Blake Nelson's ability to crawl inside the head of his teenaged protagonists... well, it borders on the creepy. His 1994 novel Girl, about a burgeoning alterna-teen growing up in a suburb of Portland, resembles a better-written version of my high school journal—and now, in his new novel Destroy All Cars, Nelson creates an utterly credible contemporary iteration of an angry young man.

Seventeen-year-old James Hoff is beyond angry, in fact: He's righteous, defiantly positioning himself outside of the "car culture" that's so obviously destroying the planet. Told via journal entries and school essays, Destroy All Cars documents James' intellectual, emotional, and sexual experiences in his 17th year, as he graduates from bombastic idealism to a more thoughtful approach. His voice is perfect, teetering between befuddlement and self-awareness as he susses out the parameters of his own identity: "The fact that Lucy Branch might like me indicates to me that my look is not representing my true personality," he writes at one point.

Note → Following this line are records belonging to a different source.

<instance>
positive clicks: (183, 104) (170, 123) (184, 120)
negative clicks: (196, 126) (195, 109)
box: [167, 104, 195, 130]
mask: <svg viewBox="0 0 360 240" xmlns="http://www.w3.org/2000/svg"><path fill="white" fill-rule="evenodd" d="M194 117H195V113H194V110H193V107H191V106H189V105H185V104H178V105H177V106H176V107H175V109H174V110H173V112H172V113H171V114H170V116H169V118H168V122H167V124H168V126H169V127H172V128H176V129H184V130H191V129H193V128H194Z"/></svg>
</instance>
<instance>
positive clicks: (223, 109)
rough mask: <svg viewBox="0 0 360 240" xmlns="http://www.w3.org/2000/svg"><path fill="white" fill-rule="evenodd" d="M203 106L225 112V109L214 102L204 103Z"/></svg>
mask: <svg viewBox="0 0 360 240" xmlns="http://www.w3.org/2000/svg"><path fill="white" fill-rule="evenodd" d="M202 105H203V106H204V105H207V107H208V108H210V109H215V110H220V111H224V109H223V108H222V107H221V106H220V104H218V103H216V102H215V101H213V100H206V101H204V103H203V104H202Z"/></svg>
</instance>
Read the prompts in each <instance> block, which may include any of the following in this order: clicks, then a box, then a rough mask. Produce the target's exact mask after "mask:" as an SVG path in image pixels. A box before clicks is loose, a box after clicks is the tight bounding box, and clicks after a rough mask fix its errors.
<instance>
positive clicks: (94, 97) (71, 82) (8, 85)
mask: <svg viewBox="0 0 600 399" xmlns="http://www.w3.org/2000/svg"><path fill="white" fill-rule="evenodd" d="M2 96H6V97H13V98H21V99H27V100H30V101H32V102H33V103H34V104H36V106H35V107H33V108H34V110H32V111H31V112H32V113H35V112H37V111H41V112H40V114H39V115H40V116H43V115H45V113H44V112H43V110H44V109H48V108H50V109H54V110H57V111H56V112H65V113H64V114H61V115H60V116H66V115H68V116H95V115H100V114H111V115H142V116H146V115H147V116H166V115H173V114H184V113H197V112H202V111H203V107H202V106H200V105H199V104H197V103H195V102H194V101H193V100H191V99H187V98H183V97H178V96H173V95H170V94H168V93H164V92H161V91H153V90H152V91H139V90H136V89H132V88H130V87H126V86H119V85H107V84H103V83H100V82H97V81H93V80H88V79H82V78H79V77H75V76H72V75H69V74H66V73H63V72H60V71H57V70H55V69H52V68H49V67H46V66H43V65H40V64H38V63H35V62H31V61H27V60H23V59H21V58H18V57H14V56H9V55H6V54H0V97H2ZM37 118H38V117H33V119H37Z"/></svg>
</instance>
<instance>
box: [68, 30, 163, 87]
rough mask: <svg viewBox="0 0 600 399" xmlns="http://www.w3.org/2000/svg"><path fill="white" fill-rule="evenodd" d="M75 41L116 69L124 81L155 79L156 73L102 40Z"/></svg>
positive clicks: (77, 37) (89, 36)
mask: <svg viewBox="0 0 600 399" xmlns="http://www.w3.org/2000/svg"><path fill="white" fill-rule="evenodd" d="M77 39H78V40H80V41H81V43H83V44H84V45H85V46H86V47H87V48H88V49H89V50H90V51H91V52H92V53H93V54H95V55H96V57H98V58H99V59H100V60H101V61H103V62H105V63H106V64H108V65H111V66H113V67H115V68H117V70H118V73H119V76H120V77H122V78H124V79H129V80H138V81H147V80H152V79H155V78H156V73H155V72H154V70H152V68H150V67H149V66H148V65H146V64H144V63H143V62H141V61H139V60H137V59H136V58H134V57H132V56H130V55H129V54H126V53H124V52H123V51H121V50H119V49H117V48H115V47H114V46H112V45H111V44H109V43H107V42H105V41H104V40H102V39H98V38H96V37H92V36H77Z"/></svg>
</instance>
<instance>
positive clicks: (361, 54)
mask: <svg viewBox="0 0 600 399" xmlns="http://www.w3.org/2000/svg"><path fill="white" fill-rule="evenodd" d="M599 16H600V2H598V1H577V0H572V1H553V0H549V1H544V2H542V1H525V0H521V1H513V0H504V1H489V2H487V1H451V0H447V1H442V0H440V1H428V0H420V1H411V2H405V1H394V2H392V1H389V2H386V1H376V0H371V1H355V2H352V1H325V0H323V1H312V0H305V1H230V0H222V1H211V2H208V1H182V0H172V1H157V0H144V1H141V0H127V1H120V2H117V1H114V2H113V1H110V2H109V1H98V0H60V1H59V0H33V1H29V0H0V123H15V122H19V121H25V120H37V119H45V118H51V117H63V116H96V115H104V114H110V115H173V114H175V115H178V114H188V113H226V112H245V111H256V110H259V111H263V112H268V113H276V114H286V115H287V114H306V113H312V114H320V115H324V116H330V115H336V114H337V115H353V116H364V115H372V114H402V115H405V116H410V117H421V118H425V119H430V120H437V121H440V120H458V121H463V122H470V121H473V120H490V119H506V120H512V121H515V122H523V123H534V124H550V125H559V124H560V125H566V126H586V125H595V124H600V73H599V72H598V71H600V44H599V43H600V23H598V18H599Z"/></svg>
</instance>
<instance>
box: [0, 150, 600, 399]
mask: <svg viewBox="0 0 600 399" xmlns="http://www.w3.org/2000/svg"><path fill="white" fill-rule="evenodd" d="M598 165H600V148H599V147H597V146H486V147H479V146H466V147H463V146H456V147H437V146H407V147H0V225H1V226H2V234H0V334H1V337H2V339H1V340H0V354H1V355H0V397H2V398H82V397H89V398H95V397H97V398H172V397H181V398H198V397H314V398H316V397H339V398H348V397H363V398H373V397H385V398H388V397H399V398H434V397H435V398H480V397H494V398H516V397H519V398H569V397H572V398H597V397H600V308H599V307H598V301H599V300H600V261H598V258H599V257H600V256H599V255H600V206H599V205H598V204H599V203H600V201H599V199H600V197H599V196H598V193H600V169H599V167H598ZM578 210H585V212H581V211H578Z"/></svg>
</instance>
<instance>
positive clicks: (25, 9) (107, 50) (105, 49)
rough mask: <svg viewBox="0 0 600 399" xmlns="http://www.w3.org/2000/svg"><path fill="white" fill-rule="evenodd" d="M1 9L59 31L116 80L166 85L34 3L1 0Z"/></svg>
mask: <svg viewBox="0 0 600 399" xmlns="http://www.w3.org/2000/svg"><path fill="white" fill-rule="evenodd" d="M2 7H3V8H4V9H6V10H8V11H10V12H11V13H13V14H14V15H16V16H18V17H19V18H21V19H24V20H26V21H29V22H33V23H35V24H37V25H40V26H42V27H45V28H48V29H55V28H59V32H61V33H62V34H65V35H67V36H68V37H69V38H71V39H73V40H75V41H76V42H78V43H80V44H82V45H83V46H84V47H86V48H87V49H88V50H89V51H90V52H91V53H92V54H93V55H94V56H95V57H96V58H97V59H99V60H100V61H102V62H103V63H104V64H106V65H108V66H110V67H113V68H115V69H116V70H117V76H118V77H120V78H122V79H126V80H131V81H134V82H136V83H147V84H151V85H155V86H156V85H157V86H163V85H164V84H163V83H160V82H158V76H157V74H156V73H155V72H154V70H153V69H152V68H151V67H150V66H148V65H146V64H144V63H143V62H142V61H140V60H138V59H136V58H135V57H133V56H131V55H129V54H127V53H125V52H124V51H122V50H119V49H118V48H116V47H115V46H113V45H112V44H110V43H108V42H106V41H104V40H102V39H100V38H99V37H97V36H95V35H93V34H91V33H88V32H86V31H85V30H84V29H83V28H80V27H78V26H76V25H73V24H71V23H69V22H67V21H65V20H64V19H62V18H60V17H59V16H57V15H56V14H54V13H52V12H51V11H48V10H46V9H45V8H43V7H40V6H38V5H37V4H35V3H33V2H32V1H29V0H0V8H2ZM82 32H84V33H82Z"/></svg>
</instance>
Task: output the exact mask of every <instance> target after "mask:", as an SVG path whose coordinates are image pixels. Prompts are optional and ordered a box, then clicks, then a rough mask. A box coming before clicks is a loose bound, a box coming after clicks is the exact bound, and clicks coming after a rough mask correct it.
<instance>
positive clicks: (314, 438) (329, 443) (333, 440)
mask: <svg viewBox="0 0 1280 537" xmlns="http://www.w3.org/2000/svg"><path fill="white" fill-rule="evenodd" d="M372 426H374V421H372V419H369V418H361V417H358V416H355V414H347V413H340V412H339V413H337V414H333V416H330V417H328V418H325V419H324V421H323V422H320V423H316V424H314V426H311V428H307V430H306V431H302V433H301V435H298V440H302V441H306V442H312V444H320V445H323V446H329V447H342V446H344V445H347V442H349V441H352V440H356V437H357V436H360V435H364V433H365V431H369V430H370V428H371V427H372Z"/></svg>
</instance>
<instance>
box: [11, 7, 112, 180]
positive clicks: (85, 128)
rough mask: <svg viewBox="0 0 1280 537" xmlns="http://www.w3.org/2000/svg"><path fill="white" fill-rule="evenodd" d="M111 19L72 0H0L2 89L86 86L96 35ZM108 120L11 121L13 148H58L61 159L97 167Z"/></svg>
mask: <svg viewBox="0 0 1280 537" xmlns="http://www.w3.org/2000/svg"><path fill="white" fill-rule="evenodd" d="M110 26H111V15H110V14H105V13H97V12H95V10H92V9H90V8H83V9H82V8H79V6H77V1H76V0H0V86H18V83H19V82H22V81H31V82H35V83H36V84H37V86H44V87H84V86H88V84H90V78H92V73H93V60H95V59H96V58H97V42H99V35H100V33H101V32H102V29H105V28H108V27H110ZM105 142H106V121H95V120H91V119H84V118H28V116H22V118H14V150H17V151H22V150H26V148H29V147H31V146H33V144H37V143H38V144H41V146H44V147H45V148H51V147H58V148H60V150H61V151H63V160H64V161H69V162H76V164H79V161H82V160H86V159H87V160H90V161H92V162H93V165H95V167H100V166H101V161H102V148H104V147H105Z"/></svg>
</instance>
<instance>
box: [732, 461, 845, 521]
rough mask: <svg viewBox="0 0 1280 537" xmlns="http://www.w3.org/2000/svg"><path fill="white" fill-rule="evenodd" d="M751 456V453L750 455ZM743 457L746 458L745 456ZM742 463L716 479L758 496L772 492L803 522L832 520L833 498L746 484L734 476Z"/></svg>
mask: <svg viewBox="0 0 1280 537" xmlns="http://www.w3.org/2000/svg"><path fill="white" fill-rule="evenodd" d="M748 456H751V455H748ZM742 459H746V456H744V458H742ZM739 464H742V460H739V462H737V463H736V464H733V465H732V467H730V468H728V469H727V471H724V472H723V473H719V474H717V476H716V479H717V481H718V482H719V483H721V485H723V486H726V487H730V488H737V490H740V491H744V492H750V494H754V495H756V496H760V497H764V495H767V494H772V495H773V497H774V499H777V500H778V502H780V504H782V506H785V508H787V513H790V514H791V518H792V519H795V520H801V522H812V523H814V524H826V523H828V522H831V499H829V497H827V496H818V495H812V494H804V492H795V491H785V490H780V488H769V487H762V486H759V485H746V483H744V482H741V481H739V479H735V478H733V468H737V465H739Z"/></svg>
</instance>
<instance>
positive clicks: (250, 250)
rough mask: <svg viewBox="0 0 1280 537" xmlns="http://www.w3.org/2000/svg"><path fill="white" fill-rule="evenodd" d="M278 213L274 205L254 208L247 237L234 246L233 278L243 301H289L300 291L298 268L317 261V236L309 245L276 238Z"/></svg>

A more perfectly teenaged line was never written.

While the manner in which James expresses his ideas—hyperbolic, strident manifestos submitted to his AP English teacher—is kind of over-inflated and silly, the ideas themselves are sound. James grows into a more considered idealism, but he doesn't abandon a single one of his convictions. It's a strong and well-couched message: Growing up doesn't mean you have to stop believing in things.